S5, according to the grey correlation degree calculation result of the influence factors, constructing a permanent deformation estimation model of the roadbed, see formula (11),
Figure BDA0002100714120000073
wherein epsilonpIndicating permanent deformation of the road bed of construction waste, alpha1、α2、α3、α4、α5、α6Are all model parameters, N is the number of times of loading, K is the degree of compaction, σoctIs body stress, σatmFor reference to stress, atmospheric pressure, τoctShear stress of octahedron, w actual water content, womcThe optimal water content is obtained; adopting EXCEL software, fitting the roadbed permanent deformation estimation model by a nonlinear regression method in a planning and solving function by using a permanent deformation orthogonal test result to obtain model parameters, and estimating the permanent deformation value of the construction waste roadbed according to the roadbed permanent deformation estimation model; and when model parameters are fitted according to the test results, fitting is carried out on the test results after the loads of 100 th, 300 th, 500 th, 700 th, 900 th, 1000 th, 2000 th, 3000 th, 4000 th, 5000 th, 6000 th, 8000 th and 10000 th times.
Examples
The concrete implementation process of the invention is demonstrated by using the construction waste filler which is taken from the test section of filling the roadbed of the highway by the construction waste of the Beijing capital loop highway (the Daxing-Tongzhou section).
Step 1, determining influence factors of permanent deformation of a roadbed and setting different research levels of all the factors; the water content is 0.9OMC, 1.0OMC, 1.1OMC, the compaction degree is 90%, 93%, 96%, the confining pressure is 12kPa, 28kPa, 42kPa, and the bias stress is 28kPa, 48kPa, 69 kPa;
step 2, according to the principle of 'uniform dispersion, uniformity and comparability', different research levels of all influencing factors are arranged from small to large and are marked as level 1, level 2 and level 3 in sequence, and a four-factor three-level orthogonal test scheme is designed to be under 9 working conditions (respectively level 1111, 1222, 1333, 2123, 2231, 2312, 3132, 3213 and 3321) as shown in table 1;
TABLE 1 orthogonal test Schedule
Figure BDA0002100714120000081
Step 3, the particle screening result shows that the maximum particle size of the selected building waste filler exceeds 19mm, and a test piece with the diameter of 150mm and the height of 300mm is required to be manufactured according to the requirement of a triaxial test; the maximum dry density and the optimum water content of the material obtained by the compaction test are respectively 1.843g/cm314.8%, manufacturing test pieces according to the water content and the compactness in the orthogonal test scheme in the table 1, and performing a permanent deformation test on the test pieces simulating different working conditions; the dynamic triaxial apparatus applies corresponding confining pressure and bias stress shown in table 1 to the test piece, the loading frequency is 1Hz during the test, wherein the loading is carried out for 0.2s and the interval is 0.8s, the result after the 10000 th loading is taken as the permanent deformation value of the test piece, and the test result is shown in table 2 below;
TABLE 2 statistical table of permanent deformation orthogonal test results
Figure BDA0002100714120000091
And 4, calculating the association degree between the test result and each influence factor by using a grey theory, and sequencing the influence degrees of each factor according to the value of the association degree.

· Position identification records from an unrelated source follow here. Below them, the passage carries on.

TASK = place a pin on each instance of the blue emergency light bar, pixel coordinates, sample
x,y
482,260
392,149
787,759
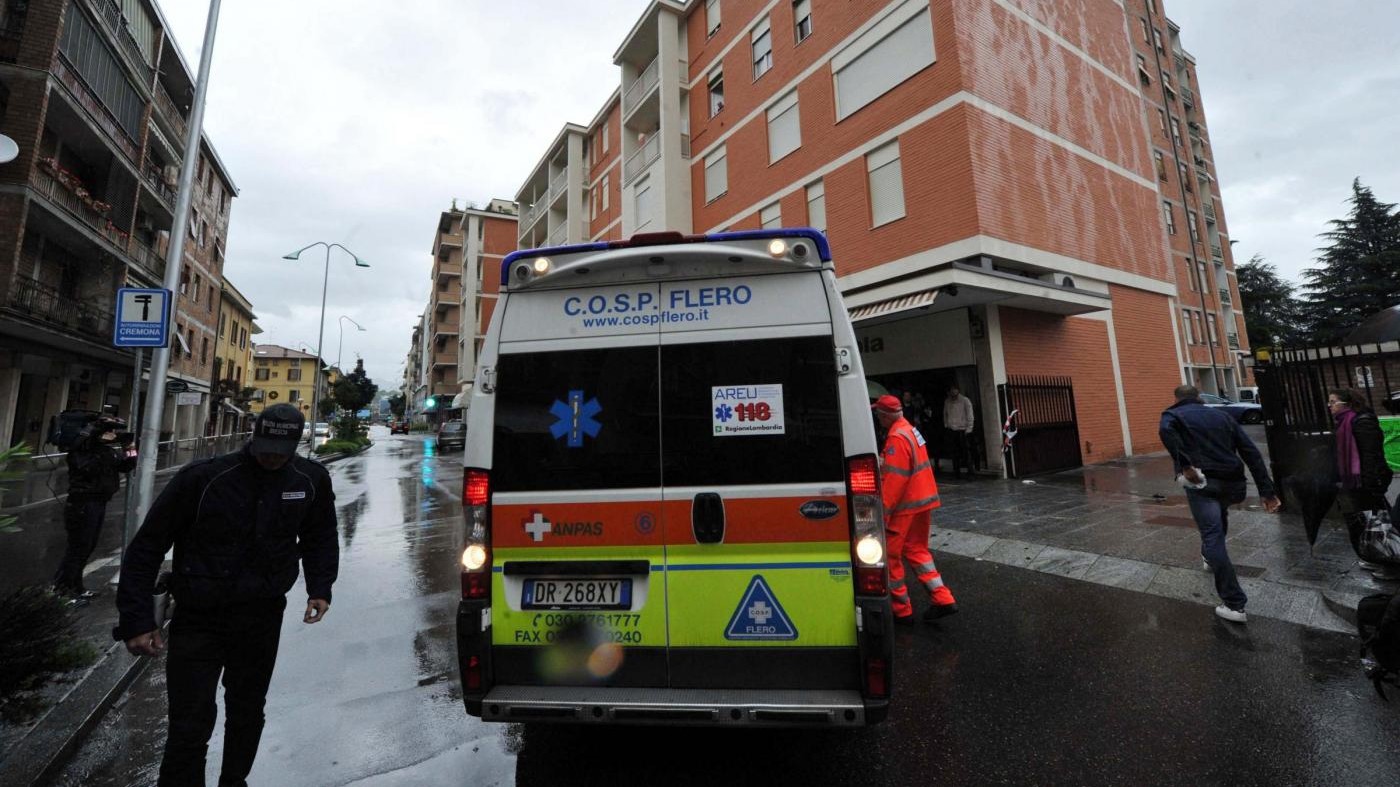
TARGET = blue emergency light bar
x,y
648,240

The permanent set value is taken as a reference sequence and is marked as X0={x0(k) N, and the influencing factors (water content, degree of compaction, confining pressure, bias stress) are used as comparison sequences and are marked as Xi={xi(k) Where k is 1,2,. n }, n denotes the number of operating conditions, i denotes an influence factor (i denotes a water content when i is 1, a degree of compaction when i is 2, a confining pressure when i is 3, and an offset stress when i is 4), and k denotes an operating condition, first, a standardized dimensionless process is performed according to equation (7):
Figure BDA0002100714120000092
Figure BDA0002100714120000093
representing the value of the comparison sequence after standardized dimensionless treatment,
Figure BDA0002100714120000094
the normalized dimensionless values of the reference sequence are shown in Table 3 below:
TABLE 3 statistical table of normalized dimensionless processing results
Figure BDA0002100714120000101
The proximity is then calculated as equation (8):
Figure BDA0002100714120000102
wherein, Δi(k) The closeness of the influence factor i to the permanent deformation after standardized dimensionless treatment under the kth working condition; the proximity calculation results are shown in table 4:
table 4 statistical table of proximity calculation results
1(k) 2(k) 3(k) 4(k)
0.0000 0.0000 0.0000 0.0000
0.3782 0.3448 0.9552 0.3361
0.7143 0.6476 1.7857 0.7500
2.3987 2.5098 1.1765 1.0455
0.1895 0.1118 2.5784 0.0784
1.4491 1.4936 1.5602 0.8459
0.4388 0.6611 1.8389 0.0532
4.1335 4.3224 4.3557 2.8915
1.1363 1.2919 0.0252 1.3585
As can be seen from Table 4,. DELTA.min=0,ΔmaxWhen 4.3557, the correlation coefficient is calculated according to equation (9):
Figure BDA0002100714120000111
wherein ξi(k) Taking a sensitivity coefficient rho of 0.5 as a correlation coefficient of an influence factor i and permanent deformation under the kth working condition; the correlation coefficient calculation results are shown in table 5:
TABLE 5 statistical table of correlation coefficient calculation results
ξ1(k) ξ2(k) ξ3(k) ξ4(k)
1 1 1 1
0.8710 0.8811 0.7278 0.8837
0.7815 0.7977 0.5886 0.7730
0.5157 0.5044 0.6847 0.7096
0.9309 0.9581 0.4977 0.9702
0.6380 0.6310 0.6208 0.7512
0.8534 0.7944 0.5814 0.9796
0.3819 0.3714 0.3697 0.4690
0.6921 0.6641 0.9902 0.6528
And finally, calculating the association degree between the test result and each influence factor according to the formula (10) and sequencing the influence degrees of the factors according to the numerical value of the association degree:
Figure BDA0002100714120000112
γ1=0.7151,γ2=0.7081,γ3=0.6443,γ4=0.7770,γ1showing the degree of association of permanent deformation with water content, gamma2Representing the degree of association of permanent set with degree of compaction, gamma3Representing the degree of association of permanent deformation with confining pressure, gamma4Representing the degree of association of permanent deformation and bias stress; the result shows that the influence degrees of all factors on the permanent deformation of the construction waste roadbed are ranked as follows: the deflection stress is larger than the water content is larger than the compactness is larger than the confining pressure.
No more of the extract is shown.